Une grève massive éclate à la FIRMA. Les usines sont occupées. Cependant, les syndicats ne cessent de temporiser. Ce sont des assemblées de base qui décident des actions et des perspectives de lutte. Mais le PCI et les syndicats ne tentent pas de généraliser la grève dans d’autres usines. La revue Classe operaia reste traversée par des débats. Le groupe de Rome favorise l’entrisme au sein du PCI. Tronti estime que les opéraïstes doivent infléchir la ligne du puissant parti ouvrier. Au contraire, Negri insiste sur une politique autonome du prolétariat. Néanmoins, dans la Vénétie, le groupe des opéraïstes comprend également des militants syndicaux.

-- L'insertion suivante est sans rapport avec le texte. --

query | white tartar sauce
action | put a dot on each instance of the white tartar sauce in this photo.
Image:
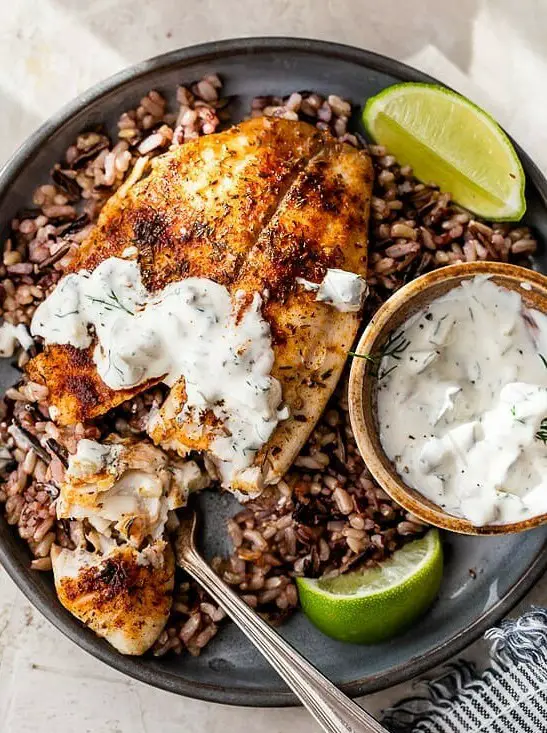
(192, 329)
(344, 290)
(462, 404)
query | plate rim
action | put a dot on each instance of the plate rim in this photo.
(20, 574)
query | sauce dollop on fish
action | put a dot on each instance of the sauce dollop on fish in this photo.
(192, 328)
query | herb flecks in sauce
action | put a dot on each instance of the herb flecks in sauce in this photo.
(473, 391)
(192, 329)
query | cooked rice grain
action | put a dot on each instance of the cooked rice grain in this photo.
(327, 515)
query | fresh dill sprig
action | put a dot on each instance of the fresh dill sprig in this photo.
(114, 302)
(542, 432)
(395, 346)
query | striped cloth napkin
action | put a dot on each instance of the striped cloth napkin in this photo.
(510, 696)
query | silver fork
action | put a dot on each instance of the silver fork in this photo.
(333, 710)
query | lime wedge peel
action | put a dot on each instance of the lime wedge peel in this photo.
(374, 604)
(450, 141)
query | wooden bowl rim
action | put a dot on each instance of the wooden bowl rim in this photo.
(361, 382)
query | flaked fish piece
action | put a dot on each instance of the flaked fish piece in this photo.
(124, 596)
(320, 223)
(127, 488)
(253, 208)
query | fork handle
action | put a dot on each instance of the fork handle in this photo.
(334, 711)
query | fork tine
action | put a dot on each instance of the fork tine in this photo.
(186, 534)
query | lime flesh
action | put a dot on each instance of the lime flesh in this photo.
(374, 604)
(448, 140)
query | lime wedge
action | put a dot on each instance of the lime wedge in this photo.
(447, 139)
(371, 605)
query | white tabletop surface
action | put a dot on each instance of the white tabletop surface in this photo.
(51, 50)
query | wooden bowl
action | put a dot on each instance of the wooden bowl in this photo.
(362, 401)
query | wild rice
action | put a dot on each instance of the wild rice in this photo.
(327, 515)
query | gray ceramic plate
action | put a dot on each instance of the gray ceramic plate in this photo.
(484, 577)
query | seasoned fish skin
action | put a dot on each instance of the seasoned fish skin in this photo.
(197, 213)
(321, 222)
(252, 208)
(120, 598)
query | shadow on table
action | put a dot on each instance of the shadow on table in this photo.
(392, 27)
(16, 123)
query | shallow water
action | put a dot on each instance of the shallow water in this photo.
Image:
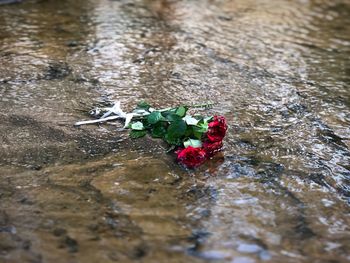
(279, 72)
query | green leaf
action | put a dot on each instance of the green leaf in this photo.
(201, 127)
(181, 111)
(193, 143)
(173, 117)
(158, 131)
(176, 129)
(154, 117)
(137, 134)
(190, 120)
(138, 126)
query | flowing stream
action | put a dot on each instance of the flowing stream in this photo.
(278, 70)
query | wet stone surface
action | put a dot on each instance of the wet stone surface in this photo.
(279, 72)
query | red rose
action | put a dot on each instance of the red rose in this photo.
(211, 148)
(217, 129)
(191, 157)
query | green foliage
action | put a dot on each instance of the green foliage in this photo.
(154, 117)
(172, 124)
(134, 134)
(138, 126)
(177, 129)
(181, 111)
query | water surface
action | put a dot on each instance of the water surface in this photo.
(279, 72)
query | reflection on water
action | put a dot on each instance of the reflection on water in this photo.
(279, 72)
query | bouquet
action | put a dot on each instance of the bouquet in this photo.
(193, 138)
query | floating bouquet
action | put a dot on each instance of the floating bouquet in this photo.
(193, 138)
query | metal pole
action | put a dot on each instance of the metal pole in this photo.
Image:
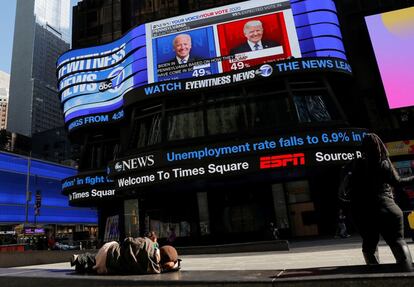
(28, 199)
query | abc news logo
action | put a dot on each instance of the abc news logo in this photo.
(135, 163)
(284, 160)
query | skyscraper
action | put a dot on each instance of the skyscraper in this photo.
(42, 32)
(4, 98)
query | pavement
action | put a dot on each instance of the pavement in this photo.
(326, 262)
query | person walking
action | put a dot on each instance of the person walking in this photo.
(341, 230)
(373, 208)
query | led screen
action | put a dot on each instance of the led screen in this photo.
(44, 177)
(392, 37)
(93, 81)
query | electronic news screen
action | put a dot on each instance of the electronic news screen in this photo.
(392, 37)
(92, 81)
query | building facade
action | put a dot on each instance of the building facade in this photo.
(42, 32)
(4, 98)
(215, 156)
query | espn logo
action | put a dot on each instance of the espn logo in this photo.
(276, 161)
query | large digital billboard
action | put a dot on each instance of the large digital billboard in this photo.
(93, 81)
(392, 37)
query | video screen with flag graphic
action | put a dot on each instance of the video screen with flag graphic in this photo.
(93, 81)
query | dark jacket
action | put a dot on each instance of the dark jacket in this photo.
(133, 256)
(174, 61)
(371, 181)
(243, 48)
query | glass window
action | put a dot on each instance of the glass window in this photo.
(149, 130)
(266, 112)
(185, 124)
(311, 108)
(226, 118)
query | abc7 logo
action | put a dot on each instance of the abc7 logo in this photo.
(115, 83)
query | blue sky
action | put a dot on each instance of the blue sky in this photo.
(7, 15)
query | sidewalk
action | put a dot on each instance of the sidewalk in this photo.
(327, 262)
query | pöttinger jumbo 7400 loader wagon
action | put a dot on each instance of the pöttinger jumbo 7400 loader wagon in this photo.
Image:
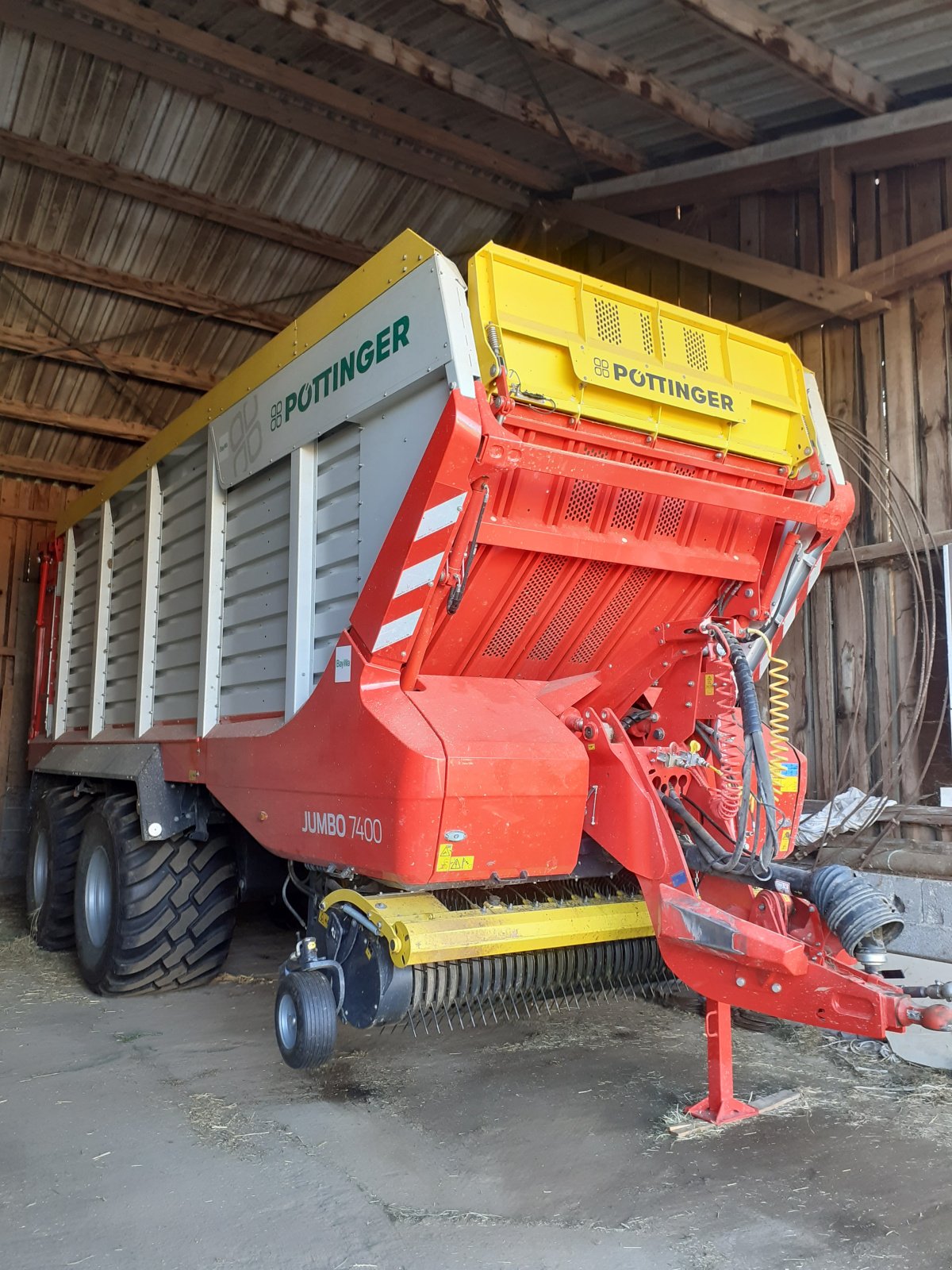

Le groupe de Marghera encourage les travailleurs à agir avant tout au sein de leurs organisations syndicales, mais également à lutter de manière autonome. Ils doivent favoriser la généralisation du conflit et l’unité des travailleurs. Les prolétaires de Marghera s’appuient encore sur les institutions du mouvement ouvrier pour rendre leurs luttes plus incisives. Néanmoins, les organisations politiques et syndicales se sentent menacées par les opéraïstes qui portent des revendications plus offensives et ancrées dans les conditions de travail des ouvriers.
En 1967, Potere operaio diffuse des tracts devant les usines de manière plus dense. Les opéraïstes insistent sur l’autonomie ouvrière comme capacité des travailleurs à décider eux-mêmes le calendrier, les formes et les objectifs des luttes. Des revendications communes doivent réunir les travailleurs de différentes catégories, usines ou secteurs industriels. Le salaire, les horaires et les congés concernent l’ensemble de la classe ouvrière.
L’opéraïsme se diffuse également en Émilie-Romagne, notamment auprès de la jeunesse étudiante de Bologne. La valorisation de la spontanéité de la classe ouvrière permet de critiquer les structures sociales à partir de la production et des conditions de travail. La jeunesse rejette le stalinisme de PCI pour embrasser une démarche plus libertaire. Les étudiants remettent en cause l’autorité des professeurs et la sélection sociale.
En 1968, de nouvelles formes de lutte éclatent dans les usines vénètes. Les ouvriers s’opposent à la rationalisation tayloriste. Ils remettent en cause la hiérarchie et l’organisation du travail. Des grèves avec occupations d’usines se propagent. Les ouvriers sont également soutenus par le mouvement étudiant. Les jeunes générations ouvrières, sans spécialisation ni qualification, construisent dans les luttes une identité collective.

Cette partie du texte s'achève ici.